Major institutions facing these challenges include the UN Security Council (five permanent members with veto power over 193 nations), WHO (struggled with COVID-19 coordination and vaccine equity), WTO (dispute resolution crisis due to US blocking appointments), and climate governance bodies (unfulfilled finance commitments and burden-sharing disputes).
Ethical frameworks for evaluation include utilitarianism (greatest good for most people), deontological ethics (duty-based rules), and cosmopolitanism (global citizenship principles). India advocates for reformed multilateralism, seeking UN Security Council permanent membership, equity-based climate governance, and inclusive digital governance.
Contemporary challenges include pandemic preparedness, digital governance, AI ethics, and space governance. For UPSC, this topic connects international relations with ethical evaluation, appearing in Ethics papers through case studies and GS papers through current affairs.
Key analytical approach involves identifying governance failures, applying ethical frameworks, understanding India's positions, and connecting to domestic governance principles. Recent developments include WHO pandemic treaty negotiations, G20 reformed multilateralism calls, and emerging digital governance initiatives requiring new international cooperation frameworks.
- Global governance = managing world problems without world government • Key challenges: legitimacy deficits, accountability gaps, effectiveness vs inclusiveness • UN Security Council: 5 permanent (veto power) + 10 non-permanent members • WHO: 80% voluntary funding creates dependency • CBDR principle: differentiated responsibilities based on capacity/history • India seeks UNSC permanent membership, reformed multilateralism • Recent issues: pandemic treaty negotiations, climate finance gaps, digital governance • Ethical frameworks: utilitarian, deontological, cosmopolitan • Examples: WHO COVID response, UNSC reform debates, climate governance failures
Vyyuha Quick Recall - 'GLOBAL' Framework: G(overnance gaps) - institutions lack authority and enforcement; L(egitimacy deficits) - unrepresentative structures from outdated power dynamics; O(perational failures) - WHO pandemic response, UNSC conflict prevention; B(ias in representation) - P5 veto power vs 193 members, developed vs developing nation voices; A(ccountability absence) - difficulty holding international institutions responsible for failures; L(eadership vacuum) - lack of visionary leadership for institutional reform.

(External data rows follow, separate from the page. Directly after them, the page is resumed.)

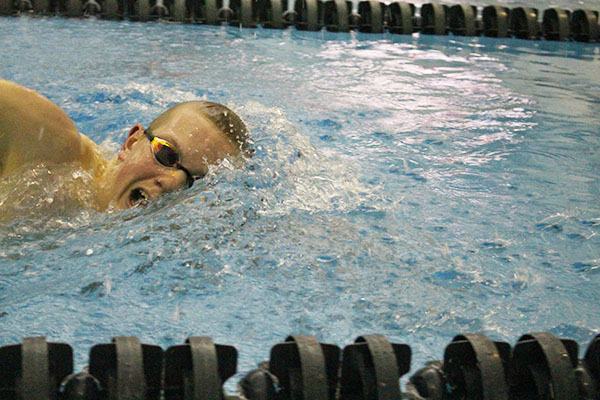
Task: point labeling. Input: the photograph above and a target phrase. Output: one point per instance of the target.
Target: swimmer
(174, 151)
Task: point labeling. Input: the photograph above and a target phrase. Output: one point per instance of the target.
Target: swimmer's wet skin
(175, 150)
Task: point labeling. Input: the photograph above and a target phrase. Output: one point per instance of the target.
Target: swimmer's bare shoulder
(34, 130)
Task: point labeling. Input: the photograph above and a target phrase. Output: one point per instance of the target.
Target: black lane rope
(370, 16)
(539, 366)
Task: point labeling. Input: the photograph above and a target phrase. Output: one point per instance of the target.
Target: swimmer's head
(177, 148)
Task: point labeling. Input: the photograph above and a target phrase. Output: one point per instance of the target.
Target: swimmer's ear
(134, 136)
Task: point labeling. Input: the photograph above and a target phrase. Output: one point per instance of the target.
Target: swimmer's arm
(34, 130)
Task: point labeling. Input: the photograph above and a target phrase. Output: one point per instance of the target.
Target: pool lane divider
(539, 366)
(369, 16)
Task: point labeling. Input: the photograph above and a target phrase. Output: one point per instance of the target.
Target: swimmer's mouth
(138, 198)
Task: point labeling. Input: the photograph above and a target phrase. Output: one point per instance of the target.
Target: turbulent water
(417, 187)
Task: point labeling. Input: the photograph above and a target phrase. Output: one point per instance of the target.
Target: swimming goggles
(166, 155)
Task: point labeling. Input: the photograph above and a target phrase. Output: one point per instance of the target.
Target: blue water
(417, 187)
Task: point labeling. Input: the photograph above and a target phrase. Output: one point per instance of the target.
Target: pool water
(413, 186)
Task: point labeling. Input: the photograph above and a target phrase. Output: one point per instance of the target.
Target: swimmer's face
(196, 140)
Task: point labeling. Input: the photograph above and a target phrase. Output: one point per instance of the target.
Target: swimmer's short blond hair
(227, 121)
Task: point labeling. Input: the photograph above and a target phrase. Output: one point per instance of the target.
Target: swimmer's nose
(173, 180)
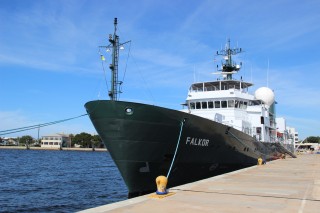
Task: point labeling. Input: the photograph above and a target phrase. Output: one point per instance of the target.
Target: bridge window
(204, 105)
(223, 104)
(198, 105)
(192, 105)
(217, 104)
(230, 103)
(210, 104)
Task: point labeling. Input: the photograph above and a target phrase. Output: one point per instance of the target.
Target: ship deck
(286, 185)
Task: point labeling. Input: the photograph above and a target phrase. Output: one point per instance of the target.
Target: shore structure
(54, 149)
(286, 185)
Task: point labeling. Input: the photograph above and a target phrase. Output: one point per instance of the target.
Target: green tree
(84, 139)
(26, 139)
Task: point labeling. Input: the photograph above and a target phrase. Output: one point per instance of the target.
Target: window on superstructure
(198, 105)
(192, 105)
(210, 104)
(230, 103)
(204, 105)
(223, 104)
(245, 104)
(241, 104)
(236, 105)
(217, 104)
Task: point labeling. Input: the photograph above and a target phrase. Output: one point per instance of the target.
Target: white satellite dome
(265, 94)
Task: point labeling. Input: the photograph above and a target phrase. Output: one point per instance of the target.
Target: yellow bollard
(260, 161)
(161, 182)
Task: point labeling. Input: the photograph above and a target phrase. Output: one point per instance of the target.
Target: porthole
(129, 111)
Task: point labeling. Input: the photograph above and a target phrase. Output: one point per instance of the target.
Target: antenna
(268, 74)
(115, 45)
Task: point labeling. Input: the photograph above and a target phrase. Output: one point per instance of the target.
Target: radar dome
(265, 94)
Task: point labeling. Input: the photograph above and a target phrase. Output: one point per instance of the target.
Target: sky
(50, 62)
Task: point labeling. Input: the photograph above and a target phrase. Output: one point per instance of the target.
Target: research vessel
(222, 128)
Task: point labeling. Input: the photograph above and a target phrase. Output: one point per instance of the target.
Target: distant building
(9, 141)
(55, 141)
(293, 134)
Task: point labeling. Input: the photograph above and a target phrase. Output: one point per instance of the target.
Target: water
(57, 181)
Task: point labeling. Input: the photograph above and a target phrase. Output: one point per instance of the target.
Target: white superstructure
(229, 102)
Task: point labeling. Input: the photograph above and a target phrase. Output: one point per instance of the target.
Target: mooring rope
(175, 153)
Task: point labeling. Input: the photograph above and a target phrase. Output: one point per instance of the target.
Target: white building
(293, 134)
(55, 141)
(9, 141)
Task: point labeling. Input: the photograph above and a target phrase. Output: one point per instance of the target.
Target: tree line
(83, 139)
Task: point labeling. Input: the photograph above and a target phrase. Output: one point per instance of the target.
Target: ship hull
(142, 140)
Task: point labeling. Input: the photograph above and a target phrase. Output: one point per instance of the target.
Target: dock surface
(286, 185)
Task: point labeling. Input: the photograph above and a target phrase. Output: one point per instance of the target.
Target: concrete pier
(287, 185)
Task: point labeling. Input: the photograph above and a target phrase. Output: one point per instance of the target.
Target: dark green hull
(142, 140)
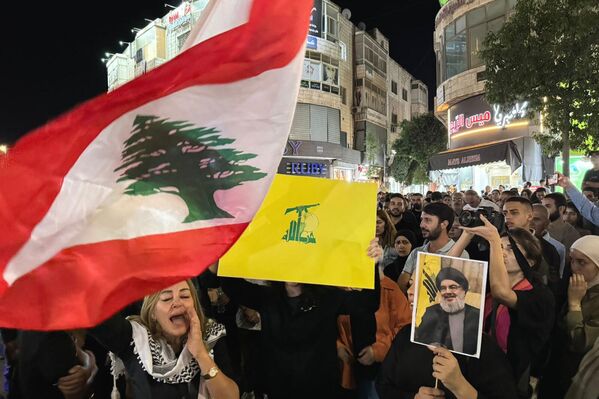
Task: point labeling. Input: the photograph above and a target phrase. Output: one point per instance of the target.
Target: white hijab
(589, 246)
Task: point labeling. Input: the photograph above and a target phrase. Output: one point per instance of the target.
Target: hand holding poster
(449, 296)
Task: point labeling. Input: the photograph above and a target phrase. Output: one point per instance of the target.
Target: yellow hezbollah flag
(308, 230)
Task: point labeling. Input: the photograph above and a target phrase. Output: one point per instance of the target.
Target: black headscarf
(409, 234)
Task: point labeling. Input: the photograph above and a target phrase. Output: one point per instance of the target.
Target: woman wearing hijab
(519, 311)
(580, 325)
(582, 319)
(170, 350)
(405, 241)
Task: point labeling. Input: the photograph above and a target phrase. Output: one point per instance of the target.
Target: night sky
(51, 50)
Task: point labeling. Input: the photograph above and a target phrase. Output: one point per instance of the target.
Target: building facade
(488, 144)
(352, 95)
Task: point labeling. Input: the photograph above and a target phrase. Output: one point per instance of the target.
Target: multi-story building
(322, 127)
(488, 145)
(352, 94)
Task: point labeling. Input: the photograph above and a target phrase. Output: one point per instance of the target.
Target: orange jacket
(393, 313)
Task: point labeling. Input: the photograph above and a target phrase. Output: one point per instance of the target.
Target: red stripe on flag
(84, 285)
(37, 164)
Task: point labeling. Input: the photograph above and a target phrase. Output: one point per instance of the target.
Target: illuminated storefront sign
(474, 121)
(179, 15)
(499, 118)
(307, 168)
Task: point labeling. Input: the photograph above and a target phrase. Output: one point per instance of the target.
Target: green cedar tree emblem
(176, 157)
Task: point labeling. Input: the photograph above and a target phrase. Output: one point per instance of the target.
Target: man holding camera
(437, 219)
(518, 213)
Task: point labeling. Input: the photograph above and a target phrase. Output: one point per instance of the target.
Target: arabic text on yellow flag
(308, 230)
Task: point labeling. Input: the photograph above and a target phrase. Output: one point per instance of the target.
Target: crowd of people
(214, 337)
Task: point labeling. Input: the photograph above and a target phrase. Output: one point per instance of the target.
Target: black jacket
(435, 328)
(409, 366)
(299, 334)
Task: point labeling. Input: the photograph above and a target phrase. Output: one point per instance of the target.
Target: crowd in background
(213, 337)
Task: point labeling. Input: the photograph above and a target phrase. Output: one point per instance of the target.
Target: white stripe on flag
(91, 206)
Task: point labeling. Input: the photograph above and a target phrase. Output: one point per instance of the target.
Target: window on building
(477, 35)
(331, 16)
(342, 51)
(465, 36)
(455, 47)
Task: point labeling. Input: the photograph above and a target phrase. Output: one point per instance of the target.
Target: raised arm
(501, 288)
(586, 208)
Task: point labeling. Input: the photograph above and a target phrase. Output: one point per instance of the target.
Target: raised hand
(486, 231)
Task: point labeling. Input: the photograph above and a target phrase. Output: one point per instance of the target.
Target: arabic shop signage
(304, 167)
(474, 115)
(474, 121)
(307, 168)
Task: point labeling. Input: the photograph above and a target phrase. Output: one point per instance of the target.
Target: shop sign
(468, 122)
(503, 119)
(179, 15)
(476, 113)
(307, 168)
(316, 19)
(461, 161)
(292, 146)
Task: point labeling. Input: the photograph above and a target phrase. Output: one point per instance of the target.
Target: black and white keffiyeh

Memory Palace: Imagine UN Headquarters building with 5 floors (P5 members) controlling elevator (veto power) while 193 people wait below (other members). WHO office has broken communication system (pandemic response failures).
WTO courtroom has empty judge's bench (Appellate Body crisis). Climate conference room has empty pledge boxes (unfulfilled finance commitments). Digital governance floor under construction (emerging challenges).
India's reform proposal posted on bulletin board outside.